Тень заметила, что моя голова судорожно дрогнула от внутреннего смеха и опустилась ещё ближе к моему лицу. Когда наши глаза встретились, я увидел неистовый, обезумевший взгляд Патулия. Содрогаясь от внутреннего смеха, я прошептал, скорее про себя, чем вслух, но он услышал моё послание: «Ты – покойник!»
В миг его тень вскочила с колен, отбежала в сторону, вернулась, опять отбежала… Она металась из стороны в сторону, и это меня забавляло. Все мои мысли были далеко от всего происходящего, в далёком родном доме, рядом с любимой Валерией, с её нежной белоснежной улыбкой, с тонким волнующим запахом её волос… Я думал о ней всё это время - от самого начала до самого конца. Она заполняла всего меня, не оставляя никому ничего взамен. Это была её жизнь от начала до конца. Лишь тяжесть бесчувственного тела выдавала моё присутствие здесь без меня самого…
… Тень замерла. Постояла. Осмотрелась и стала тихими дрожащими шагами приближаться ко мне. В воздухе блеснула тонкая гитарная струна. Крепкие, волосатые руки сжали удавку на моей бесформенной от отёков шее… Я отчётливо видел зажмуренные глаза Памулии. Они блестели яростью, так и оставаясь глазами психопата – шизофреника, безжизненно стеклянными как протез. И только его лицо таило в себе глубокий и неосознанный перед жизненной силой  животный, патологический страх.
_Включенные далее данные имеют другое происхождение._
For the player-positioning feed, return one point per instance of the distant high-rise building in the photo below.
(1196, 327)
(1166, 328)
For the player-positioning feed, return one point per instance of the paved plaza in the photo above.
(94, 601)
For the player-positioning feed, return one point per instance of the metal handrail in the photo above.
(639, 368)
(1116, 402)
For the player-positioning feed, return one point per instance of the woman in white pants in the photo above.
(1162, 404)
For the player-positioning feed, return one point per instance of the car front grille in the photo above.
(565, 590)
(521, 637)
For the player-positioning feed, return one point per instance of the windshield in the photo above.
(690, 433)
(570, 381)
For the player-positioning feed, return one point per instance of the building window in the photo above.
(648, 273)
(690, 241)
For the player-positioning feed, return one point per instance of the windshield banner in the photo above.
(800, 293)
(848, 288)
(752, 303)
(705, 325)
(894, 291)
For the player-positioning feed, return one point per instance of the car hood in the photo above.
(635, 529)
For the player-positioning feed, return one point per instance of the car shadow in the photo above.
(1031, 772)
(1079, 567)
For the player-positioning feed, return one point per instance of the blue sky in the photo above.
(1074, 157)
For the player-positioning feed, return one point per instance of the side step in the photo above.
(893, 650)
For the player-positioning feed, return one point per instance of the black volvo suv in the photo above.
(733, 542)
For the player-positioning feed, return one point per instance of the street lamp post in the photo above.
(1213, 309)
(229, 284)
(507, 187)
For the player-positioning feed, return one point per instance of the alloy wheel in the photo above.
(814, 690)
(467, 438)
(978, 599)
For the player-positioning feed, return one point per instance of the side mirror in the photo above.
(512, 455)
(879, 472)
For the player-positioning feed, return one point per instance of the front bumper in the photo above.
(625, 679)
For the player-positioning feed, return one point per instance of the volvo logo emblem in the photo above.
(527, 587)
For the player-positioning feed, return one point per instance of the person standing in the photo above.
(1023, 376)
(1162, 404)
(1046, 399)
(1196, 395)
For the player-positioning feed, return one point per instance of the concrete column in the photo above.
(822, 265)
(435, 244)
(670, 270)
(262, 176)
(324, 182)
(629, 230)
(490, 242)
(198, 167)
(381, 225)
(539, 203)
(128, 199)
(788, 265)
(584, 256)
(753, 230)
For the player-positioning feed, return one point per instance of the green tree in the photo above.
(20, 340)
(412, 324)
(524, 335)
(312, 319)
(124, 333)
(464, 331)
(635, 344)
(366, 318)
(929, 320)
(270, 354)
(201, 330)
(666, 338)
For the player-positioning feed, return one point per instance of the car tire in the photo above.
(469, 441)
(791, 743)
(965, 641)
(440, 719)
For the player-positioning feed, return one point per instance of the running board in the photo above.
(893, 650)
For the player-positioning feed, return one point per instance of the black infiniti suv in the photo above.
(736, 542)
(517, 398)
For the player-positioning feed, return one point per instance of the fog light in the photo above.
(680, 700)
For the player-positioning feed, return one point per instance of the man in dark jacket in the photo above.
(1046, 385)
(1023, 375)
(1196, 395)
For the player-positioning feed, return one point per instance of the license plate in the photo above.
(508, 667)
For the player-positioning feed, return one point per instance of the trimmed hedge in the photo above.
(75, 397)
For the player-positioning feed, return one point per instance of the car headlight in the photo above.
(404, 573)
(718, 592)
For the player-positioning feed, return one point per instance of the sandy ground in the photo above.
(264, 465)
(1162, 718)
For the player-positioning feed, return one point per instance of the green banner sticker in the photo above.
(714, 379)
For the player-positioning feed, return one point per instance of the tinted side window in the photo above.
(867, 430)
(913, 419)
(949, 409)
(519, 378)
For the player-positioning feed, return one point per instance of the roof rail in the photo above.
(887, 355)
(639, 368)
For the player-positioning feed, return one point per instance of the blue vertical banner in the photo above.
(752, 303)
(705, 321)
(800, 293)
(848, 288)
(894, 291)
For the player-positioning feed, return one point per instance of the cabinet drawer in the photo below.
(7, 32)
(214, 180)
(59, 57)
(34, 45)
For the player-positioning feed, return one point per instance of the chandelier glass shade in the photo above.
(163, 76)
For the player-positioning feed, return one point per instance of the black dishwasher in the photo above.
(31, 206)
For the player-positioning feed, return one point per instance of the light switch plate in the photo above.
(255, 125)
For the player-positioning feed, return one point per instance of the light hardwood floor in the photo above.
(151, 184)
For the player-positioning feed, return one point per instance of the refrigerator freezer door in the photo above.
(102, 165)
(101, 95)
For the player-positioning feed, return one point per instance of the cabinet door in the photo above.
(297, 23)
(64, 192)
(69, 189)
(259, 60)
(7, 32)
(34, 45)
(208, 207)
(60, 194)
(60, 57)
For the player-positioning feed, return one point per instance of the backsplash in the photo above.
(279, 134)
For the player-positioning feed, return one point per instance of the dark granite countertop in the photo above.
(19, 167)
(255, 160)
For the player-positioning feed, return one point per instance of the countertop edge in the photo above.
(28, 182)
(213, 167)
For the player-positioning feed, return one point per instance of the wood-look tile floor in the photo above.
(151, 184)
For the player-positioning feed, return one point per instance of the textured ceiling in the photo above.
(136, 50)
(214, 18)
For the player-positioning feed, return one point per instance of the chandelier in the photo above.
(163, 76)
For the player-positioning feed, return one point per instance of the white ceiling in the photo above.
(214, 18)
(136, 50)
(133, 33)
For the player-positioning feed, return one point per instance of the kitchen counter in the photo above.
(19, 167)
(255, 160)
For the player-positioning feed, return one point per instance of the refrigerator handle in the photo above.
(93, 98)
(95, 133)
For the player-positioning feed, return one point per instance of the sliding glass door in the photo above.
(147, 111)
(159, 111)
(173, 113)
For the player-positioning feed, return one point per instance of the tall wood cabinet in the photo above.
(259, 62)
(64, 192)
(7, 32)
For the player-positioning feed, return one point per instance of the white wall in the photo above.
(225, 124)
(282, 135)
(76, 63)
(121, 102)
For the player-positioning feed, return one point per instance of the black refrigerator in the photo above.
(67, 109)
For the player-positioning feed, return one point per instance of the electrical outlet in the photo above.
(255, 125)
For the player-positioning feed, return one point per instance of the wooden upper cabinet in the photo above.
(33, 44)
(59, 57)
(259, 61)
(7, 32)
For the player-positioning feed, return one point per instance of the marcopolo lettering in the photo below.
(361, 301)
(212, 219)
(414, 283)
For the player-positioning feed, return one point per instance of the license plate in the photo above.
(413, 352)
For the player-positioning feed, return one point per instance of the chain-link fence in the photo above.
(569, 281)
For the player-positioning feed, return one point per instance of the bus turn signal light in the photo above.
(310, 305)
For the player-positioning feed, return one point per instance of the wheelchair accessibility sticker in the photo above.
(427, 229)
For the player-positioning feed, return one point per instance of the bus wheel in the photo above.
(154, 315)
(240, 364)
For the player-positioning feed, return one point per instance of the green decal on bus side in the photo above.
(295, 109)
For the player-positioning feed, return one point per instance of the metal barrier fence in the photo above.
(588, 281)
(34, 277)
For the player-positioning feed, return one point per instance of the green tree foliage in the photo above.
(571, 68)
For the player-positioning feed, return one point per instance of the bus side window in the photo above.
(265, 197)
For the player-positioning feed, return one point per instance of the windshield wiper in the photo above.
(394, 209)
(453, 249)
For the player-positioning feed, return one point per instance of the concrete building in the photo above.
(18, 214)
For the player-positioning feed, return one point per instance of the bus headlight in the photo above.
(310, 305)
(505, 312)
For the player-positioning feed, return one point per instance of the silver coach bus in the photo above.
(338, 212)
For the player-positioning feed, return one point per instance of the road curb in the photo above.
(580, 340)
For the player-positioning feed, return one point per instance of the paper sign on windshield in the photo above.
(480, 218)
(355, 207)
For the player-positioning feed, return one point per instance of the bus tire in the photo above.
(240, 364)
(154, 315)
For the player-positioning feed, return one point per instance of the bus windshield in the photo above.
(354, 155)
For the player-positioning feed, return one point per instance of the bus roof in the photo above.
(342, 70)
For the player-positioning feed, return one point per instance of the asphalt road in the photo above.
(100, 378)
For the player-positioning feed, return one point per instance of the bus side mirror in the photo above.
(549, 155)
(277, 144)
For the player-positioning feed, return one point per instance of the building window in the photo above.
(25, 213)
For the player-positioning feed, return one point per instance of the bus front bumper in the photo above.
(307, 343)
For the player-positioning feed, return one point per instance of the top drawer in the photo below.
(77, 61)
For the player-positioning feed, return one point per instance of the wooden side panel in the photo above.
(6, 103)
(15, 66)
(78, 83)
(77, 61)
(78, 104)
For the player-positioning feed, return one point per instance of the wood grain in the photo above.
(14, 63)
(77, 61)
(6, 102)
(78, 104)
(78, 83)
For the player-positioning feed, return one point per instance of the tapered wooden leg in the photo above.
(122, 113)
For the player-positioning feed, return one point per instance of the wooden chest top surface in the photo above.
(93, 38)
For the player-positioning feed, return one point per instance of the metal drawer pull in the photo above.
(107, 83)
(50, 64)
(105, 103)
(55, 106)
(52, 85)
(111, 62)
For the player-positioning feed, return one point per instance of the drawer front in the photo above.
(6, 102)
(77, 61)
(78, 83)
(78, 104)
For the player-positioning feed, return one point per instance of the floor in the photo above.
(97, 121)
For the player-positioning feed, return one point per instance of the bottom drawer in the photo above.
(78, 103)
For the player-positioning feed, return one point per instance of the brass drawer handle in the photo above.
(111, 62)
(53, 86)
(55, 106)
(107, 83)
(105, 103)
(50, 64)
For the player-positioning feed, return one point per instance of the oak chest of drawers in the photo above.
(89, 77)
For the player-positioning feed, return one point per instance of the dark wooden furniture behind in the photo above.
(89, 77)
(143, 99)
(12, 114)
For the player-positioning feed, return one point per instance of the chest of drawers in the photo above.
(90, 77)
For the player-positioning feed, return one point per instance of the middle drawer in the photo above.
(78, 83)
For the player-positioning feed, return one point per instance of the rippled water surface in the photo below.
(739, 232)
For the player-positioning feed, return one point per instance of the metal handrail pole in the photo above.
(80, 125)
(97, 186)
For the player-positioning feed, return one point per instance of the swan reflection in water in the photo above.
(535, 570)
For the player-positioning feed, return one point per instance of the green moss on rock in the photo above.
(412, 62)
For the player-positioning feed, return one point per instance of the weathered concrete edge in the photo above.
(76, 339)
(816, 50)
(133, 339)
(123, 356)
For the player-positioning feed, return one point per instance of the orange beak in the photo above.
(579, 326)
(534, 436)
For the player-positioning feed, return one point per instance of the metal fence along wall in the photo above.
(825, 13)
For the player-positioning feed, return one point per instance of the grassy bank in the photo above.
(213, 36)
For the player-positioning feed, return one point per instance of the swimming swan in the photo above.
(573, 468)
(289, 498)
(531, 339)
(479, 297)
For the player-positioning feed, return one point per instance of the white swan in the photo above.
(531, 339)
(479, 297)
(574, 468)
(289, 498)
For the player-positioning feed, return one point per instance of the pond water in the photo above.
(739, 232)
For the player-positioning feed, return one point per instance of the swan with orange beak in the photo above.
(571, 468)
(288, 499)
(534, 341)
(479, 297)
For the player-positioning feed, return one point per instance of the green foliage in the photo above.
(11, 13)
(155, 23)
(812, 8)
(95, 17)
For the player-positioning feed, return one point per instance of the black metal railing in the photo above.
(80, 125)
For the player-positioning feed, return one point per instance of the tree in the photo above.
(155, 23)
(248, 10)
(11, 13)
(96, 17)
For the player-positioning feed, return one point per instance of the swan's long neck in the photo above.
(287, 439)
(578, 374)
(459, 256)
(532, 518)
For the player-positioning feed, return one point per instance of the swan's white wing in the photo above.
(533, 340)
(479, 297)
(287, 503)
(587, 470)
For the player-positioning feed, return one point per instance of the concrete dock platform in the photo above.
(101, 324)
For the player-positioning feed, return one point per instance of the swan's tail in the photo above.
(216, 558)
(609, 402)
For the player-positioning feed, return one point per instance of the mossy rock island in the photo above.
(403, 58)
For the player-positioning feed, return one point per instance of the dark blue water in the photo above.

Глаза залила красная пелена. Я не успел вспомнить о Боге. Только Валерия стояла передо мной в белом подвенечном платье, маня к себе плавными движениями, которые напоминали мне жатву…
Оглушающий хруст раздался во всем теле. Я почувствовал как мышцы наливаются горячей кровью, набирая силы. Голова закружилась. Валерия исчезла… В ушах стоял дикий звон и крик. Цвета померкли.
Наступила полная тишина, окутанная в черный мрак, И в этом мраке рассыпались и растаяли все мои мечты, все мои надежды, вся моя вера…
Черные незримые ангелы растоптали мою окровавленную и измученную душу. Тьма вырвала мою Любовь из бьющегося сердца, и оно остановилось…

                17 апреля 2002 года
                11: 39
PS: Все события и персонажи действительны.